In a communication issued on the 25th March 2020, the European Commission (the "Commission") highlighted the importance of ensuring that those European businesses involved in strategic industries, particularly the healthcare industry, remain resilient during the COVID-19 pandemic and have sufficient resources to be able to respond to the needs of all EU Citizens during such a delicate period. The Commission further noted that such an unprecedented pandemic might expose businesses involved in the healthcare industry (such as those producing medical or protective equipment or those involved in medical research) to potential takeover attempts via foreign direct investment ("FDI"), which would negatively impact the EU's capacity to cater for the health needs of its citizens.

Accordingly, in order to strike a balance between the importance of FDI in the EU and the interest of all EU citizens, the Commission has deemed it fit to issue guidelines to Member States concerning foreign direct investment and free movement of capital from third countries and the protection of Europe's strategic assets (the "Guidelines") in light of the FDI Screening Regulation which came into force on the 10th April 2019 (the "FDI Screening Regulation").

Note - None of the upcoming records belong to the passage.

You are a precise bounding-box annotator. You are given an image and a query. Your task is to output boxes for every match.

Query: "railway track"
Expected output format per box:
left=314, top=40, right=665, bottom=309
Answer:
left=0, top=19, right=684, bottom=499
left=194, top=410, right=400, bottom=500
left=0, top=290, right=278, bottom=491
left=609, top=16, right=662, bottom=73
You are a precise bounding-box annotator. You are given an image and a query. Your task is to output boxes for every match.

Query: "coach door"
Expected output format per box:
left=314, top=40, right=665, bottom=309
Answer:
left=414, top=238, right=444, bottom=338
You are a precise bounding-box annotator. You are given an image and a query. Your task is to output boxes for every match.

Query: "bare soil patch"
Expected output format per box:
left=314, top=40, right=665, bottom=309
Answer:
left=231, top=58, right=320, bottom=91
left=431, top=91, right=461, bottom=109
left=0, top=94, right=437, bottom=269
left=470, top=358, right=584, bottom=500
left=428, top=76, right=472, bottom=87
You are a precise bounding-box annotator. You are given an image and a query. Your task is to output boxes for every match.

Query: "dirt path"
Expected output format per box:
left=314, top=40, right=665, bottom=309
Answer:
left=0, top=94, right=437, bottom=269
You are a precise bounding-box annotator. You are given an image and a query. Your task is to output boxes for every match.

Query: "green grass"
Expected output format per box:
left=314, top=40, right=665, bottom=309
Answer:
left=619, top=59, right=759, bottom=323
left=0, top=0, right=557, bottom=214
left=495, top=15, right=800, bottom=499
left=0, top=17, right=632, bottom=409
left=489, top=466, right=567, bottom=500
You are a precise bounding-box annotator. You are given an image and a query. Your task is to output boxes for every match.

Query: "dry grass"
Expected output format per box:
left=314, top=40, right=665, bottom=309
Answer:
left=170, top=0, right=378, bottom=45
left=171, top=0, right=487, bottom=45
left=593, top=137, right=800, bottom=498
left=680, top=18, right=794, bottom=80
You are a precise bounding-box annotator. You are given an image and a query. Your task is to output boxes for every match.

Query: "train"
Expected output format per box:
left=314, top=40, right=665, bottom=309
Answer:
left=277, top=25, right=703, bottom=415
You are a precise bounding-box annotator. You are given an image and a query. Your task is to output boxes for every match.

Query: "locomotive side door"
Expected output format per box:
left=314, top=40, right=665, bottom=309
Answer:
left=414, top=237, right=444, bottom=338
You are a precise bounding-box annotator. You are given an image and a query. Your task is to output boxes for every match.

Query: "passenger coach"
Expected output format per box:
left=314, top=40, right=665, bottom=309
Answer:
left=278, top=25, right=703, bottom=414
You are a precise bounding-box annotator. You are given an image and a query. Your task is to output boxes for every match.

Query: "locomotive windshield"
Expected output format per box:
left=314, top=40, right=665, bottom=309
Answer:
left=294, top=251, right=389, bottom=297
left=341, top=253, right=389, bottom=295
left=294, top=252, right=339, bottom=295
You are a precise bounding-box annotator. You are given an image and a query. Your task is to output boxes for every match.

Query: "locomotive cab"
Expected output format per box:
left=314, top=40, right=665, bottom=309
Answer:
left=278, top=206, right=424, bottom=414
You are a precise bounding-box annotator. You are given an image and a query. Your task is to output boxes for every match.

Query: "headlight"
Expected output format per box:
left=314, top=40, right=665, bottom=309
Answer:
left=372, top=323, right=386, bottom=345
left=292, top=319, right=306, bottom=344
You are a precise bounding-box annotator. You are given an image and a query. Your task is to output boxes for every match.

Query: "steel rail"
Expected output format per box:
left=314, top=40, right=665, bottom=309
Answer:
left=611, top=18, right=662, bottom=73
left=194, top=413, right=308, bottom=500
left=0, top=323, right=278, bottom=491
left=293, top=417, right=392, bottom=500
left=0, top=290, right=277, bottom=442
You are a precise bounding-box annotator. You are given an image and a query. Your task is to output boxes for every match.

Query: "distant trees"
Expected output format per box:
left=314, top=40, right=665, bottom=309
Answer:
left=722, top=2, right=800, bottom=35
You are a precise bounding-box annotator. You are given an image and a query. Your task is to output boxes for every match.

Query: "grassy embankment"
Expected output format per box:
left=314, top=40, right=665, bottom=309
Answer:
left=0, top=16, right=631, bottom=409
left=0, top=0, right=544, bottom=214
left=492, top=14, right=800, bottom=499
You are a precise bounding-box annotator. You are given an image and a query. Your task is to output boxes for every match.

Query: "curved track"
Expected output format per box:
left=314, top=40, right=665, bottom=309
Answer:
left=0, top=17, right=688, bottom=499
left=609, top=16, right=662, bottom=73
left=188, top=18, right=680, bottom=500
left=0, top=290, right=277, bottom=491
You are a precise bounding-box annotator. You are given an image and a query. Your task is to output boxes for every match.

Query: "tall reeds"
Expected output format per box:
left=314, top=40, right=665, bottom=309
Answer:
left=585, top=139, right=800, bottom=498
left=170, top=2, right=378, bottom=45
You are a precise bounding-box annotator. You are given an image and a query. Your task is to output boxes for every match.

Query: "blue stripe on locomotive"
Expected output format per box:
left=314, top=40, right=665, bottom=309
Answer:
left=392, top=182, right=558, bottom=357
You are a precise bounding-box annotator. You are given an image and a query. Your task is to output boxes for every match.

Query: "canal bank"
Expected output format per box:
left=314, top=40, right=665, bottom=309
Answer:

Briefly, the FDI Screening Regulation applies to those investments "which establish or maintain lasting and direct links between investors from third countries including state entities and undertakings carrying out an economic activity in a Member State." The FDI Screening Regulation empowers Member States to review foreign investments within its jurisdiction on grounds of national security or public order and to take any measures it deems fit to address the risks posed by the investment. This applies to all sectors of the economy and is not subject to any value thresholds.

In terms of the Guidelines, those Member States who already have fully fledge FDI screening mechanisms are to take into account all risks applicable to businesses providing critical healthcare infrastructure or supplies. Those Member States who as of yet do not have a fully fledged screening mechanism (which includes Malta) are obliged to use all other tools available to them to screen and address cases where the acquisition of a particular business or technology would create a risk to critical healthcare infrastructure or supplies.

The FDI Screening Regulation specifically refers to potential risks posed to critical health infrastructures and supply of critical health inputs as one of the principal factors to be considered when screening a foreign investment. The Guidelines further provide that such screening does not necessarily prohibit the investment from going through. Member States may adopt mitigating measures to further reduce potential risks such as conditions, which would guarantee the supply of a number of medical products or equipment. In this regard the Guidelines also provide that any supply commitment may extend beyond the needs of the Member State imposing such a condition where the interest of the European community so dictates.

In addition, the Guidelines further stipulate that those projects funded by the EU Research and Innovation Programme, Horizon 2020, relating to the health sector, including those projects launched (or to be launched) in response to the COVID-19 pandemic which are likely to be affected by an FDI, will be subject to heightened scrutiny by the Commission itself.

In the case of foreign investments, which do not constitute an FDI, such as portfolio investments, Member States may impose restrictions, which are suitable, necessary and proportionate to achieve legitimate public policy objectives in accordance with Article 63 of the Treaty on the Functioning of the European Union. Such objectives are defined in the Treaty itself and through case law of the European Court of Justice as 'overriding reasons in the general interest'. Such objectives should not be purely economical and include national security and public policy. More importantly and, within the context of the COVID-19 pandemic, the ECJ has recognised public health as an overriding reason in the general interest.

It will be interesting to understand how this approach will effect transactions relating to mergers and acquisitions within the EU generally. One may argue that this is a unique opportunity for Member States to make use of the tools made available by the EU to nurture and promote businesses operating in their territory, thus ensuring that once the worst of this pandemic is over, these businesses have the necessary tools to grow and expand even further.